The Holy Trinity Church (Свято-Троицкая церковь, Улуу Троица чиркөөсү) is a Russian Orthodox wooden church building in Karakol in Kyrgyzstan. The building was constructed between 1894 and 1895, replacing an earlier church that was destroyed by an earthquake. The church is located 12 kilometers from the shores of Issyk-Kul. The church is located at an altitude of 1758 meters above sea level.

== History ==
In the middle of the 19th century, a wave of immigration from Russia and Ukraine brought significant cultural and historical changes to Turkestan. Representatives of the Orthodox clergy, having settled in the area, began to advocate for the establishment of local prayer houses and churches. Wooden churches began to be constructed in Kyrgyzstan due to their increased earthquake resistance.

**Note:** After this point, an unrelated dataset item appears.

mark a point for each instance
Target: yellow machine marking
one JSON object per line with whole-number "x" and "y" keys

Established in 1869 as a chapel for military personnel in the garrison town of Karakol, the church was originally a small brick building on stone foundations. In 1889, the original church in Karakol was destroyed by an earthquake, and a new wooden structure was completed in 1895. After its construction, the Holy Trinity Church was the tallest building in Karakol, with the top of the cross reaching about 26 meters. A wooden church was erected by the Maslikov family, based on the design of engineers from Verny (now Almaty).

During its history, particularly after the 1917 Revolution, the church served various secular purposes, including a school, sports hall, theater, and even a coal store. It was briefly returned to religious use in 1947, but by 1961, it was once again secularized. By 1982, the church had been abandoned, but restoration work began in 1986. After the dissolution of the Soviet Union in 1991, the church was returned to the orthodox community, with restoration responsibilities shifted to the church in 1995.